Die Rahmenbedingungen haben sich freilich geändert. Die ersten Architekturtage 2002 standen unter dem Motto „Jetzt ist alles offen!“, womit nicht nur die schlichte Tatsache gemeint war, dass Gebäude und Architekturateliers offen standen, sondern auch die Zukunft. Das kräftige Rufzeichen am Ende des Slogans kündet in dieser Hinsicht von beachtlichem Optimismus. Zehn Jahre später hat sich die Offenheit bestätigt, allerdings nicht in die Richtung, die man erhofft hatte. Heute werden Veranstaltungen wie die Architekturtage als Luxus gesehen, dessen Finanzierung nur mit Mühe aus immer knapper werdenden Quellen gelingt. Angesichts angeblich leerer Kassen und Auftragsbücher ist Baukultur ein schönes Extra, aber niemandes Kerngeschäft.

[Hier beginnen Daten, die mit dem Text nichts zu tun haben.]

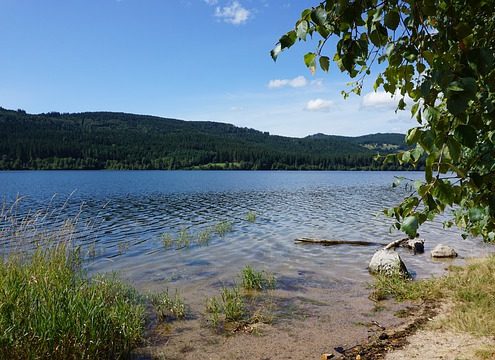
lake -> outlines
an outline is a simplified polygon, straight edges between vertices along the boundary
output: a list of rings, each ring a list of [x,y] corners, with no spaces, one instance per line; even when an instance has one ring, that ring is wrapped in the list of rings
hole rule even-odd
[[[227,281],[251,264],[276,274],[282,284],[338,286],[369,281],[368,260],[377,247],[295,244],[298,237],[368,240],[386,244],[403,235],[381,215],[405,194],[395,177],[419,172],[287,171],[23,171],[0,172],[0,197],[22,196],[20,214],[40,208],[56,221],[78,214],[83,253],[90,272],[116,271],[137,287],[205,286]],[[63,207],[63,208],[62,208]],[[63,209],[63,210],[59,210]],[[256,220],[246,220],[248,212]],[[208,246],[194,244],[205,229],[230,222]],[[189,234],[191,245],[176,250],[163,236]],[[166,235],[168,234],[168,235]],[[462,257],[486,248],[462,240],[441,222],[421,229],[424,255],[403,255],[418,277],[443,271],[429,251],[439,242]]]
[[[396,176],[419,179],[422,174],[0,172],[0,197],[4,204],[21,197],[15,207],[19,218],[29,212],[31,217],[48,214],[38,216],[41,227],[57,228],[67,218],[78,219],[75,241],[90,274],[117,272],[144,293],[179,291],[189,316],[158,325],[150,351],[186,360],[268,359],[274,351],[277,358],[311,359],[366,341],[374,323],[388,328],[403,321],[394,316],[397,308],[383,311],[368,298],[372,278],[367,264],[379,245],[294,243],[299,237],[382,244],[402,238],[381,215],[406,194],[403,186],[392,187]],[[229,224],[231,231],[221,236],[208,230],[219,223]],[[196,239],[205,231],[211,238],[207,246],[199,245]],[[180,234],[189,246],[164,244]],[[444,230],[441,222],[421,228],[421,236],[425,254],[399,250],[419,278],[491,251],[479,239],[462,240],[457,231]],[[432,261],[429,251],[439,242],[454,246],[460,258]],[[3,242],[0,251],[9,249]],[[259,336],[218,334],[206,326],[206,299],[239,282],[246,265],[276,277],[276,289],[259,295],[272,320],[257,324]]]

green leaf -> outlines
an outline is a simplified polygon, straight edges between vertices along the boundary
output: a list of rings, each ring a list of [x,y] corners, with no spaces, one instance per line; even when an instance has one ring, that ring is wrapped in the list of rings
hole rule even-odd
[[[459,125],[454,132],[454,136],[464,146],[472,149],[476,145],[476,129],[471,125]]]
[[[483,219],[484,211],[480,208],[469,209],[468,212],[469,220],[472,222],[480,221]]]
[[[315,53],[309,52],[306,55],[304,55],[304,63],[308,68],[315,66],[315,59],[316,59]]]
[[[297,35],[295,31],[289,31],[287,34],[280,38],[280,45],[282,49],[290,48],[297,40]]]
[[[385,15],[384,24],[390,30],[395,30],[399,26],[400,16],[397,10],[391,10]]]
[[[421,62],[418,62],[418,63],[416,64],[416,70],[418,70],[418,73],[420,73],[420,74],[421,74],[423,71],[425,71],[425,70],[426,70],[426,66],[425,66],[425,64],[423,64],[423,63],[421,63]]]
[[[400,229],[405,232],[409,237],[416,237],[418,232],[418,218],[414,215],[408,216],[402,221]]]
[[[421,137],[421,130],[417,127],[412,128],[411,130],[409,130],[406,136],[407,145],[416,144],[420,137]]]
[[[466,111],[468,102],[469,98],[465,93],[451,95],[447,99],[447,110],[449,110],[452,115],[460,115]]]
[[[272,51],[270,51],[270,55],[271,55],[273,61],[277,61],[277,57],[281,52],[282,52],[282,45],[280,45],[280,43],[278,43],[277,45],[275,45],[275,47],[272,49]]]
[[[318,6],[311,12],[311,20],[317,25],[325,25],[327,21],[327,12],[322,7]]]
[[[425,164],[425,179],[426,181],[431,181],[433,179],[433,163],[435,162],[435,155],[430,154],[426,158]]]
[[[306,20],[301,21],[297,24],[296,34],[301,40],[306,40],[306,35],[308,34],[309,23]]]
[[[330,67],[330,58],[328,56],[320,56],[320,67],[323,71],[328,72]]]

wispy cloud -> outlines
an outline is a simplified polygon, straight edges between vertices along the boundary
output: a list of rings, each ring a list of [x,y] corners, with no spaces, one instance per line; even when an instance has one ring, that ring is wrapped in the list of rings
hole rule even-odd
[[[216,0],[205,0],[208,4],[216,4]],[[238,1],[233,1],[227,6],[217,6],[215,9],[215,17],[222,19],[224,22],[241,25],[248,21],[251,17],[251,11],[243,7]]]
[[[325,99],[313,99],[309,100],[306,104],[305,110],[308,111],[330,111],[330,109],[334,106],[334,102],[332,100]]]
[[[218,0],[203,0],[208,5],[216,5],[218,4]]]
[[[297,76],[294,79],[275,79],[268,82],[269,89],[279,89],[286,86],[293,88],[305,87],[308,85],[308,80],[304,76]]]

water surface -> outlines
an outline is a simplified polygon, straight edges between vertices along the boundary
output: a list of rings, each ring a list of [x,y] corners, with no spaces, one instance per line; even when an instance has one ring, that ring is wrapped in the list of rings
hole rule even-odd
[[[0,172],[0,197],[22,196],[27,209],[63,207],[58,218],[80,213],[87,267],[117,271],[140,288],[210,286],[232,279],[246,264],[273,272],[281,286],[334,288],[369,281],[366,266],[377,247],[295,244],[298,237],[368,240],[386,244],[402,237],[380,215],[404,196],[395,176],[414,172],[290,171],[23,171]],[[65,205],[64,205],[65,204]],[[248,211],[257,214],[246,221]],[[209,246],[176,250],[163,234],[181,229],[194,236],[219,221],[233,231],[212,237]],[[424,255],[404,252],[419,277],[443,271],[429,251],[439,242],[463,257],[488,249],[478,239],[462,240],[440,222],[421,229]],[[96,249],[96,254],[94,250]]]

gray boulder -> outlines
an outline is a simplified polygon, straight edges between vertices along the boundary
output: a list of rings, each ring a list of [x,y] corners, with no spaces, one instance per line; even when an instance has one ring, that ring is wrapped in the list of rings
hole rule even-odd
[[[431,251],[431,257],[434,258],[454,258],[457,256],[457,252],[448,245],[438,244]]]
[[[372,274],[409,276],[406,265],[399,254],[389,249],[378,250],[371,258],[368,270]]]

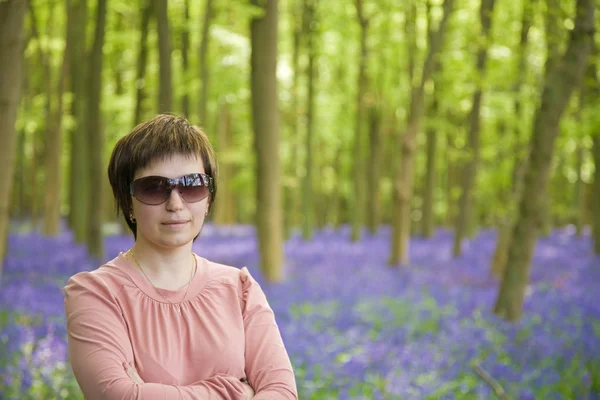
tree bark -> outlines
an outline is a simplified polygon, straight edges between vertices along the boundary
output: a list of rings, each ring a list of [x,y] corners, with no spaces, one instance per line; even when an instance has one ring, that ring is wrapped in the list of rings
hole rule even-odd
[[[316,6],[316,0],[304,0],[303,22],[305,28],[303,30],[306,32],[306,49],[308,51],[308,65],[306,67],[308,95],[306,97],[306,136],[304,141],[304,154],[306,154],[306,157],[304,159],[304,178],[302,180],[302,237],[304,240],[312,238],[315,222],[312,173],[314,168],[315,62],[317,58],[315,49],[315,36],[317,34],[315,29],[317,24]]]
[[[412,92],[408,126],[402,137],[402,153],[400,167],[394,183],[394,215],[392,220],[392,243],[389,258],[390,265],[407,264],[409,262],[408,241],[410,238],[410,211],[413,197],[413,182],[415,169],[415,152],[417,133],[421,125],[423,113],[423,98],[425,83],[429,80],[434,66],[435,56],[442,47],[448,18],[452,12],[454,0],[444,0],[443,16],[432,40],[423,64],[421,81]]]
[[[252,126],[256,149],[256,224],[260,265],[269,281],[283,277],[281,165],[277,98],[277,0],[253,0],[264,14],[251,22]]]
[[[585,98],[591,104],[598,104],[600,100],[600,81],[598,80],[598,48],[592,43],[592,56],[586,70],[586,79],[583,86]],[[594,110],[595,112],[595,110]],[[594,253],[600,254],[600,132],[592,132],[592,159],[594,162],[594,176],[590,190],[591,226]]]
[[[190,94],[188,92],[187,79],[189,75],[189,50],[190,50],[190,0],[183,1],[183,29],[181,32],[181,69],[186,82],[184,93],[181,97],[181,112],[186,118],[190,118]]]
[[[583,77],[593,31],[594,0],[578,0],[575,28],[567,50],[547,75],[541,105],[535,115],[519,219],[513,230],[507,267],[494,308],[496,314],[509,321],[518,321],[521,316],[560,118]]]
[[[168,0],[154,0],[154,16],[158,30],[159,89],[158,112],[173,111],[173,82],[171,73],[171,39],[169,32]]]
[[[354,160],[352,181],[354,183],[354,193],[352,199],[354,205],[352,208],[352,241],[360,239],[361,230],[365,224],[365,208],[367,206],[366,198],[366,175],[365,175],[365,154],[362,126],[365,115],[364,96],[367,91],[367,31],[369,19],[363,11],[362,0],[355,0],[358,22],[360,24],[360,58],[358,65],[358,90],[356,93],[356,120],[354,126]]]
[[[144,107],[144,99],[146,98],[146,65],[148,64],[148,24],[152,17],[152,0],[142,0],[146,2],[142,11],[140,20],[140,42],[139,53],[137,58],[137,69],[135,78],[135,112],[133,114],[133,124],[136,126],[142,122],[142,114]],[[129,229],[129,228],[127,228]]]
[[[233,225],[236,221],[235,194],[231,182],[234,178],[233,164],[227,155],[231,152],[231,114],[229,104],[219,106],[217,145],[221,154],[219,162],[219,201],[215,203],[215,223]]]
[[[381,216],[379,199],[379,177],[381,162],[381,111],[379,104],[370,104],[369,116],[369,158],[367,162],[367,226],[371,234],[379,229]]]
[[[85,243],[90,213],[89,204],[89,154],[86,144],[86,34],[87,0],[69,0],[67,23],[72,43],[70,52],[71,92],[73,93],[72,115],[75,128],[71,132],[71,179],[69,182],[69,226],[75,241]]]
[[[27,1],[0,2],[0,261],[6,255]],[[0,262],[0,279],[2,262]]]
[[[492,16],[494,13],[495,0],[482,0],[479,11],[481,21],[481,36],[483,43],[479,47],[477,54],[477,75],[479,83],[475,93],[473,94],[473,103],[471,106],[471,115],[469,116],[469,137],[467,140],[467,151],[469,160],[466,167],[463,169],[462,191],[459,200],[459,214],[456,223],[456,232],[454,235],[454,246],[452,253],[454,257],[458,257],[462,253],[462,241],[467,235],[469,223],[472,222],[474,216],[475,205],[473,204],[473,187],[477,180],[477,168],[479,166],[480,153],[480,125],[481,125],[481,102],[483,101],[483,80],[485,76],[485,67],[487,62],[487,49],[490,41],[490,31],[492,27]]]
[[[63,116],[63,94],[65,91],[65,80],[69,68],[69,34],[68,28],[65,32],[65,50],[63,54],[63,63],[59,71],[60,77],[57,88],[57,106],[52,118],[48,120],[50,129],[47,131],[46,138],[46,180],[45,180],[45,197],[44,197],[44,225],[43,234],[46,236],[55,236],[60,231],[60,206],[62,193],[62,116]]]
[[[98,0],[96,11],[96,31],[94,33],[94,44],[90,54],[90,76],[89,76],[89,103],[88,103],[88,152],[90,155],[90,182],[95,182],[90,187],[91,211],[89,218],[88,251],[92,257],[101,260],[104,257],[102,238],[102,223],[104,213],[103,196],[104,189],[104,135],[102,133],[102,120],[100,105],[102,103],[102,49],[104,47],[104,32],[106,27],[106,1]]]
[[[298,3],[300,4],[300,3]],[[300,115],[299,101],[298,101],[298,81],[300,77],[300,52],[301,52],[301,38],[304,37],[304,24],[302,23],[302,4],[298,5],[294,2],[290,3],[290,14],[293,20],[293,45],[292,45],[292,70],[294,71],[294,77],[292,81],[292,104],[290,112],[291,129],[290,138],[290,177],[287,179],[290,184],[286,185],[285,191],[285,210],[284,213],[284,226],[285,226],[285,237],[289,238],[292,235],[293,229],[298,225],[300,220],[300,198],[301,198],[301,186],[298,182],[298,167],[299,167],[299,156],[298,149],[300,147],[300,137],[298,129],[298,116]]]
[[[210,26],[213,19],[213,0],[206,0],[204,7],[204,21],[202,22],[202,39],[200,40],[200,104],[198,106],[198,118],[202,126],[208,126],[206,110],[208,104],[208,76],[209,60],[208,45],[210,43]]]
[[[500,227],[498,228],[498,237],[496,239],[496,248],[494,250],[494,256],[492,259],[492,274],[498,278],[501,278],[504,274],[504,269],[506,267],[506,260],[508,258],[508,248],[510,245],[510,236],[512,233],[512,229],[514,227],[514,214],[515,208],[517,206],[518,200],[521,197],[521,192],[523,191],[523,173],[524,173],[524,154],[523,148],[523,128],[522,128],[522,119],[523,119],[523,110],[521,107],[521,87],[523,86],[524,76],[527,73],[527,44],[529,37],[529,30],[531,29],[532,21],[533,21],[533,5],[535,3],[525,2],[523,6],[523,16],[521,20],[521,38],[519,41],[519,50],[518,50],[518,71],[521,71],[518,74],[517,80],[515,82],[514,92],[515,92],[515,117],[517,123],[514,125],[514,133],[515,133],[515,146],[513,148],[513,156],[515,157],[515,161],[513,164],[512,177],[513,184],[510,190],[510,194],[507,196],[506,203],[508,205],[506,210],[506,215],[500,222]]]

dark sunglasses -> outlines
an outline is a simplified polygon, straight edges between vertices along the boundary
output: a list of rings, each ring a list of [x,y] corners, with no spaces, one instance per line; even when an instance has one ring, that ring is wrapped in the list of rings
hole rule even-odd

Es sollte allerdings zu denken geben, dass an der Wurzel der Finanzkrisen der vergangenen Jahre in der Regel das Bauen stand, nicht als Ursache, aber gewissermaßen als Medium des Bankrotts. Die US-amerikanischen Subprime-Krise nahm ihren Ausgang bei Krediten für Eigenheime an Kunden mit geringer Bonität und der darauf folgenden Spekulationsblase; die spanische Bankenkrise hat ihren Ursprung in einem Bauboom, dessen hemmungslos in die Landschaft gesetzte Produkte irgendwann keine Abnehmer mehr finden konnten.

Beide Phänomene konnten sich nur in einem Umfeld entwickeln, in dem die Baukultur niedrig ist. Natürlich gibt es auch in den USA ambitionierte Architektur, und Spanien hat eine der interessantesten Architekturszenen Europas hervorgebracht. Aber Baukultur ist keine Frage der Eliten, sondern ein Breitenphänomen. Sie setzt voraus, dass Bürger das Bewusstsein und das Vertrauen haben, mitgestalten zu dürfen, nicht so sehr, indem sie basisdemokratisch über Fassadenfarben abstimmen, sondern indem sie ihre Anforderungen an die gebaute Umwelt artikulieren können und wissen, dass ihre Interessen in einer fairen Weise mit anderen Interessen abgeglichen werden.

Bauen ist voller Zielkonflikte, zwischen Investoren und der öffentlichen Hand, zwischen alten und jungen Menschen, zwischen Bewahrern des kulturellen Erbes und Innovatoren, die auch einmal schöpferische Zerstörung zulassen wollen. Baukultur ist daher zu großen Teilen Gesprächs- und Konfliktkultur, also die Fähigkeit, fremde Interessen anzuerkennen und in geregelten Prozessen mit den eigenen abzustimmen.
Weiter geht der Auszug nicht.